Perhaps it was good that I only got to spend a couple of days at a go each time in Kyoto when I was in Japan this time. Before my ceramics course in Seto started, I did a little bit of traveling – first to Gunma Prefecture （群馬県）, then to Kawaguchiko（河口湖） and then to Kyoto （京都）for 3 days. Each time I go to Kyoto I always have the overwhelming desire to stay on for much much longer. There’s just too much to see, do and discover. Probably for the ideal trip, it would be one whole month just wandering around Kyoto to really get a feel of the city with its unending labyrinth of backstreets and worlds behind worlds. However, in view of its distinct 4 seasons, the only way to do it would be to experience Kyoto in all its glory for at least 4 months of the year. In other words… perhaps a year in Kyoto. >;) Yeah, it’s good to always have dreams isn’t it?
One of the best Matcha lattes I’ve had at Iyemon Salon Kyoto. Strong taste of matcha, with a gorgeously velvet smooth texture with the addition of milk. And that was after a really hearty seasonal breakfast set meal. (-insert drooling emoji-)

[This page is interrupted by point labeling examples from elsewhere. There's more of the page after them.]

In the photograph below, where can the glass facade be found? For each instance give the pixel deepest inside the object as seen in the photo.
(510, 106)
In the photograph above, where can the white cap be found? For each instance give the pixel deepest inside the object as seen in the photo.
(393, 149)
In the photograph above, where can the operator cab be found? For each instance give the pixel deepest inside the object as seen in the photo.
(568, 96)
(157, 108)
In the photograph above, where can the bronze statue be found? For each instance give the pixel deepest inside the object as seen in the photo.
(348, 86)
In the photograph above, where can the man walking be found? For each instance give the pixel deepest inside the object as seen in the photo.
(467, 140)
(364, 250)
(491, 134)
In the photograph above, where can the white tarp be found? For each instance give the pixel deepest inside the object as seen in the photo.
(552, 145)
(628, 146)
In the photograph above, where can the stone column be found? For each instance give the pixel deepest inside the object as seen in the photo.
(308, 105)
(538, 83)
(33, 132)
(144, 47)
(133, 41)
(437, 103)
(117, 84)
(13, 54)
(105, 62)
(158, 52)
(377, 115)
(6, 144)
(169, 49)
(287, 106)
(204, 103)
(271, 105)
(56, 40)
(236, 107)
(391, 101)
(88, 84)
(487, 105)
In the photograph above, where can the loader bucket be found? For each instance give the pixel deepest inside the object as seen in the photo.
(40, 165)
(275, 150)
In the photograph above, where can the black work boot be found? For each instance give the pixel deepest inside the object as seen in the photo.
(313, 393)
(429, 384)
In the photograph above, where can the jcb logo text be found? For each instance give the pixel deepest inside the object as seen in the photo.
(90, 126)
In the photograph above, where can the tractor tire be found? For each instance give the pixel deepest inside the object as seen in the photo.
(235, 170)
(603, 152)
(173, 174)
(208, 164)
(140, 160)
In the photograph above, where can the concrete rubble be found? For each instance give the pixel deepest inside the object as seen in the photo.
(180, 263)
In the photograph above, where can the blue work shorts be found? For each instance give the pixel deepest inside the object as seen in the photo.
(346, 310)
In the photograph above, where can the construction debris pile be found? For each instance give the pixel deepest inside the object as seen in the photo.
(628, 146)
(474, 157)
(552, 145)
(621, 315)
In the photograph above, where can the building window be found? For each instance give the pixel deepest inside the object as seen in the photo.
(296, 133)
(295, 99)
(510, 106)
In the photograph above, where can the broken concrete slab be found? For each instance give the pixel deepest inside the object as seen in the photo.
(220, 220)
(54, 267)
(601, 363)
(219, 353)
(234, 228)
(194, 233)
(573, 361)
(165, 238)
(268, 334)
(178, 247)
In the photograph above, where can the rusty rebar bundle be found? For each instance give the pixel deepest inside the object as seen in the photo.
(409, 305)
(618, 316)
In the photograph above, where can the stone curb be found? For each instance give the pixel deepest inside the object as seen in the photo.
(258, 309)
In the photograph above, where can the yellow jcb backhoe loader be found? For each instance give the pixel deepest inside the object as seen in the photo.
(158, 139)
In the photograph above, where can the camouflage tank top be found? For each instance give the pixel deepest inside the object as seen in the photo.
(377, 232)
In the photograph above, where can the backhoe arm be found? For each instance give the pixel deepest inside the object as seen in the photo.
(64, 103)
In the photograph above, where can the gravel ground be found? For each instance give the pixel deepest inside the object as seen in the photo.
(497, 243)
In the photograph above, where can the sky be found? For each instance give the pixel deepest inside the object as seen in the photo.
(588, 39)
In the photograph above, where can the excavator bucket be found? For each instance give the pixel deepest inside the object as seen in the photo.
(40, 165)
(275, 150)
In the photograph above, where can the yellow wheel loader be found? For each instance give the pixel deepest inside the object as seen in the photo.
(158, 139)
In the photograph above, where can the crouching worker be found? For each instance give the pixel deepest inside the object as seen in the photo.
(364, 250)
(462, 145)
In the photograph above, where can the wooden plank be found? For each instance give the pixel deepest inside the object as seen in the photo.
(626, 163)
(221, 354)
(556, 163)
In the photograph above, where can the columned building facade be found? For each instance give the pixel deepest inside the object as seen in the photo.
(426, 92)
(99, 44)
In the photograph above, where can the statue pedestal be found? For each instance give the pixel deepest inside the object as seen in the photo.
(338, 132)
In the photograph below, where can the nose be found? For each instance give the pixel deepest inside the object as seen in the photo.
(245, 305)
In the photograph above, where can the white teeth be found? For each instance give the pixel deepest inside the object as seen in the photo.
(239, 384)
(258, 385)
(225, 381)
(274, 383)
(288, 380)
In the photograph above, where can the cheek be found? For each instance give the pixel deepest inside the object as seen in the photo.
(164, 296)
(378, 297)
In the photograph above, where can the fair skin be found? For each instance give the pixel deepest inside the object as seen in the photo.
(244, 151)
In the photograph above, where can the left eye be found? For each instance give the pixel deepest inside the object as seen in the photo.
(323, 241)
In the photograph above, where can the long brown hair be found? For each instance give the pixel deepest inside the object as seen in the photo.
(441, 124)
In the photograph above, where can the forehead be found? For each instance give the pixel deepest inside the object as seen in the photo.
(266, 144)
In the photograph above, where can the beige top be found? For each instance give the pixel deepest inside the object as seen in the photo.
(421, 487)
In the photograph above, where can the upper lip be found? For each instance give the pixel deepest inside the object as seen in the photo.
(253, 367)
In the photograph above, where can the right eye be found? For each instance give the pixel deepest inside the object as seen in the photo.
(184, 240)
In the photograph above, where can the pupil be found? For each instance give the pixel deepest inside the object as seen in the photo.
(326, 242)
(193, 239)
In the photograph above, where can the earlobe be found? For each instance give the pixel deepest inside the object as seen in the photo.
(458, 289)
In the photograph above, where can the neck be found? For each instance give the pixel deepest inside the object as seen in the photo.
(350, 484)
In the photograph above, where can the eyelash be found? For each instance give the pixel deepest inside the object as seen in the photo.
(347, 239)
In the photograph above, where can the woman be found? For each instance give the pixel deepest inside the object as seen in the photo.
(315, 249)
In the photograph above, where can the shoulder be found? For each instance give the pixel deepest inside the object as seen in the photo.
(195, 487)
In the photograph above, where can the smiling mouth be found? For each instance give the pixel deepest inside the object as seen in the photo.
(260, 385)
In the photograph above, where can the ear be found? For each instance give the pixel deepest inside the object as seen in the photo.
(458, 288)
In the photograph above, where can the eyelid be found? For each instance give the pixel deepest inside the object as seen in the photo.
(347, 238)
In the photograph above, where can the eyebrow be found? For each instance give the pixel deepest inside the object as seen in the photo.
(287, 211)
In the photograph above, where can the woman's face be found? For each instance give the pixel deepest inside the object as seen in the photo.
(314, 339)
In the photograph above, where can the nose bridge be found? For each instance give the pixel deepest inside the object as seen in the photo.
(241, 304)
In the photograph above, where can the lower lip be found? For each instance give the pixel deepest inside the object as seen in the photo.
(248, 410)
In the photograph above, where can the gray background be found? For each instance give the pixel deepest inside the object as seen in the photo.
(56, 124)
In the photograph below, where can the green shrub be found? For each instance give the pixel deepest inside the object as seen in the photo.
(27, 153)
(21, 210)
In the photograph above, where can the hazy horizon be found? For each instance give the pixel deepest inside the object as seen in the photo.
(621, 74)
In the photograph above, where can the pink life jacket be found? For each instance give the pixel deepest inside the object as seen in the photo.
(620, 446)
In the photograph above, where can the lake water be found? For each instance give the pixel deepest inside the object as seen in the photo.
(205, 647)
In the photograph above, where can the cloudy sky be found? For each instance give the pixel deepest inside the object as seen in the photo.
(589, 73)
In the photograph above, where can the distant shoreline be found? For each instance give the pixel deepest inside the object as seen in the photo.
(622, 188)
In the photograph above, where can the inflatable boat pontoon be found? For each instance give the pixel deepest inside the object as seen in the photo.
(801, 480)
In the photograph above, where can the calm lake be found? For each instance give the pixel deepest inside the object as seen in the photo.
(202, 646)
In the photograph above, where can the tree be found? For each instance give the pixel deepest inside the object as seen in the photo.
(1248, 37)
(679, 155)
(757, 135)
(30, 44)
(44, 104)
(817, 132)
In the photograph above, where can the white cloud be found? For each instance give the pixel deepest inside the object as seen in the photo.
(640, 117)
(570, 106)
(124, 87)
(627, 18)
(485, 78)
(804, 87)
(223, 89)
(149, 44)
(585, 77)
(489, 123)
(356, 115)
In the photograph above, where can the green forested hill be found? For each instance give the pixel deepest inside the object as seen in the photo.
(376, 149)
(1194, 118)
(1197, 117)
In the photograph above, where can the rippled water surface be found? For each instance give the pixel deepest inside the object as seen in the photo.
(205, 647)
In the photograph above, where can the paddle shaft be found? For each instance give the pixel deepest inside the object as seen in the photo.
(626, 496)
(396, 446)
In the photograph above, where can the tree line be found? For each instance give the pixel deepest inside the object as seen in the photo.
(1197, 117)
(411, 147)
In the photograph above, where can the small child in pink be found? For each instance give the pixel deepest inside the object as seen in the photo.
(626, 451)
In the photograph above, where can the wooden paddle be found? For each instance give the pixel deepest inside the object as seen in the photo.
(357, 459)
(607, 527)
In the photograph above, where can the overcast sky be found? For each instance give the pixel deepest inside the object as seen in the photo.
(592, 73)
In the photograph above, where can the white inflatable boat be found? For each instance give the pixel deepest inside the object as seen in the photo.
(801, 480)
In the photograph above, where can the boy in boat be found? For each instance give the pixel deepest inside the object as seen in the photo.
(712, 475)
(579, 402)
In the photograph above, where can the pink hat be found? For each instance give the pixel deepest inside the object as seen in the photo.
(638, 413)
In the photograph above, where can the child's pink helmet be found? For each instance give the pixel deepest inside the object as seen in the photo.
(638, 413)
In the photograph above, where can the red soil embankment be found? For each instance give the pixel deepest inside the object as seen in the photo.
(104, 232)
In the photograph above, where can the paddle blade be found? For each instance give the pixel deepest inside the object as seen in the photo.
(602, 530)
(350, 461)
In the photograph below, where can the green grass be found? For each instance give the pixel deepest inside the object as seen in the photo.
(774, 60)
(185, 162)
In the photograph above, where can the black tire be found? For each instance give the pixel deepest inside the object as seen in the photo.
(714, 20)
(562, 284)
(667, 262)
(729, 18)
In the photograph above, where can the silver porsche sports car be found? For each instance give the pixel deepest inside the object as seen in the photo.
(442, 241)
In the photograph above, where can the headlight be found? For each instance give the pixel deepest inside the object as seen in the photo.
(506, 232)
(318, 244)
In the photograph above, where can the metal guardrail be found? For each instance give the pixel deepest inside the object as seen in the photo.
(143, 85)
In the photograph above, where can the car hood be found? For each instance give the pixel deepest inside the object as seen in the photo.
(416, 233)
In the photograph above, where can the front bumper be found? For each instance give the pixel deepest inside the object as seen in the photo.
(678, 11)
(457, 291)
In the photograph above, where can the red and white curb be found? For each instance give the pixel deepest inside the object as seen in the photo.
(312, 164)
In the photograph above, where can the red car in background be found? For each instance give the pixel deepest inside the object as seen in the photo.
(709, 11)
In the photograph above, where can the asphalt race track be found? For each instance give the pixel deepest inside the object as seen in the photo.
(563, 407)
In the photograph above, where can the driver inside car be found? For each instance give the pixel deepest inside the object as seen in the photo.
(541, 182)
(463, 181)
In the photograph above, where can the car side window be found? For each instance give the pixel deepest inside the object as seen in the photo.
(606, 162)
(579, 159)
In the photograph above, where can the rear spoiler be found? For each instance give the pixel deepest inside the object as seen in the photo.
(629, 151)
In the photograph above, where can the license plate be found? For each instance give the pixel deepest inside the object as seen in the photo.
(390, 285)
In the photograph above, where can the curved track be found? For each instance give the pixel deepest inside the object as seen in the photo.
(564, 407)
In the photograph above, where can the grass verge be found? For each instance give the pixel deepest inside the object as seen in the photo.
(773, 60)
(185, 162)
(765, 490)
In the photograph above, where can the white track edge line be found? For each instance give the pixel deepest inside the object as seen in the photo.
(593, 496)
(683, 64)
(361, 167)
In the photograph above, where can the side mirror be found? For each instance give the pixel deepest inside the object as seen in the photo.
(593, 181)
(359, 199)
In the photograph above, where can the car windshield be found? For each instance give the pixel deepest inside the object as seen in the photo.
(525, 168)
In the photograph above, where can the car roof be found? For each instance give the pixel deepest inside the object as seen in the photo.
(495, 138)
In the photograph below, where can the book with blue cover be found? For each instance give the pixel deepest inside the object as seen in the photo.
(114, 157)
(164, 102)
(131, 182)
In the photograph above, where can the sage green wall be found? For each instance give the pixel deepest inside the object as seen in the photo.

The other incredible highlight of my time in Kyoto was being able to attend my very first Ikebana Exhibition. Completely by chance, I was walking along the street towards Iyemon Salon Kyoto when I realised that right on the opposite side of the main road was the Ikenobo Headquarters. As luck would have it, there was a special exhibition going on that very weekend which I later found out from my Sensei, only occurs twice a year. Yet another funny scene it must have been to any passerby, me in my somewhat scruffy grey hoodie, jeans and sneakers, lining up behind a really long line of well dressed (many in spanking Kimono) elderly Japanese ladies waiting to enter the lift which would take us to the 6th floor where the main event was held. It was such a great experience though, seeing so many exhibits, some so large I never would have imagined it possible for anyone to even arrange. There were some consisting of huge trunks that literally looked as if they had been uprooted from a park nearby and then placed into the largest vase the Ikebana artist could find. So many things that you never thought were possible till you see it first hand.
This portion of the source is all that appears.